Dynamics at the serine loop underlie differential affinity of cryptochromes for CLOCK:BMAL1 to control circadian timing

• Published in: eLife Vol. 9; no. 2, 2020
• Main Authors: Fribourgh, Jennifer L, Srivastava, Ashutosh, Sandate, Colby R, Michael, Alicia K, Hsu, Peter L, Rakers, Christin, Nguyen, Leslee T, Torgrimson, Megan R, Parico, Gian Carlo G, Tripathi, Sarvind, Zheng, Ning, Lander, Gabriel C, Hirota, Tsuyoshi, Tama, Florence, Partch, Carrie L
• Format: Journal Article
• Language: English
• Published: England eLife Science Publications, Ltd 26.02.2020; eLife Sciences Publications Ltd; eLife Sciences Publications, Ltd
• Subjects: Affinity; Animals; ARNTL Transcription Factors - chemistry; ARNTL Transcription Factors - metabolism; ARNTL Transcription Factors - physiology; BASIC BIOLOGICAL SCIENCES; Binding sites; Biochemistry and Chemical Biology; BMAL1 protein; Circadian rhythm; Circadian Rhythm - physiology; Circadian rhythms; CLOCK Proteins - chemistry; CLOCK Proteins - metabolism; CLOCK Proteins - physiology; cryo-electron microscopy; Cryptochromes; Cryptochromes - chemistry; Cryptochromes - metabolism; Cryptochromes - physiology; Feedback; Fibroblasts; Homology; Influence; Interfaces; Kinases; Mice; molecular dynamics; Period 1 protein; Period 2 protein; Periodicity; Photolyase; Protein Structure, Tertiary; Proteins; Repressors; Serine; Serine - metabolism; Transcription factors; x-ray crystallography; mouse; x-ray crystallography; chemical biology; biochemistry; circadian rhythms; molecular dynamics; cryo-electron microscopy
• ISSN: 2050-084X; 2050-084X
• DOI: 10.7554/eLife.55275

Mammalian circadian rhythms are generated by a transcription-based feedback loop in which CLOCK:BMAL1 drives transcription of its repressors (PER1/2, CRY1/2), which ultimately interact with CLOCK:BMAL1 to close the feedback loop with ~24 hr periodicity.
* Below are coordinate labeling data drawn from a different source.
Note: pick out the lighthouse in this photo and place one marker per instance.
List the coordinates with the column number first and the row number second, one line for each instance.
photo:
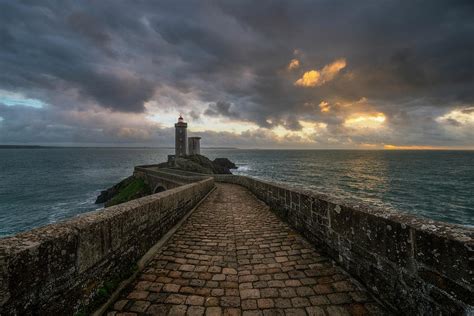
column 181, row 137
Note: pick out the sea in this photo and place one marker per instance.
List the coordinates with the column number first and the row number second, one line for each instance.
column 40, row 186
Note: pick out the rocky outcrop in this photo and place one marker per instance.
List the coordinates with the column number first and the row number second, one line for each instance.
column 135, row 187
column 126, row 190
column 109, row 193
column 225, row 162
column 202, row 164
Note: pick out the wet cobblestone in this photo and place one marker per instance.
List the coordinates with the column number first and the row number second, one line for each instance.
column 233, row 256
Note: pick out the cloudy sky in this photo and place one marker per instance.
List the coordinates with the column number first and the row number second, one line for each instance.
column 250, row 74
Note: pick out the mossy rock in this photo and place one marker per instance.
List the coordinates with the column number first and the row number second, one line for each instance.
column 134, row 189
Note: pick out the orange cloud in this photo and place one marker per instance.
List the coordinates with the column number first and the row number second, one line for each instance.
column 324, row 106
column 294, row 64
column 365, row 120
column 314, row 78
column 413, row 147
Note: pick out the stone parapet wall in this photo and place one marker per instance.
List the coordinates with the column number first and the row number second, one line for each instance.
column 171, row 175
column 56, row 269
column 416, row 266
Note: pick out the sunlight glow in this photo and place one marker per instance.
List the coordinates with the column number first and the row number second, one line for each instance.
column 413, row 147
column 324, row 106
column 366, row 120
column 307, row 134
column 463, row 116
column 13, row 98
column 294, row 64
column 314, row 78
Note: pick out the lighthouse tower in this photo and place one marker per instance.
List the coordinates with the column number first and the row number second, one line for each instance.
column 181, row 137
Here we pinpoint a key difference between CRY1 and CRY2 that underlies their differential strengths as transcriptional repressors. Both cryptochromes bind the BMAL1 transactivation domain similarly to sequester it from coactivators and repress CLOCK:BMAL1 activity. However, we find that CRY1 is recruited with much higher affinity to the PAS domain core of CLOCK:BMAL1, allowing it to serve as a stronger repressor that lengthens circadian period. We discovered a dynamic serine-rich loop adjacent to the secondary pocket in the photolyase homology region (PHR) domain that regulates differential binding of cryptochromes to the PAS domain core of CLOCK:BMAL1. Notably, binding of the co-repressor PER2 remodels the serine loop of CRY2, making it more CRY1-like and enhancing its affinity for CLOCK:BMAL1.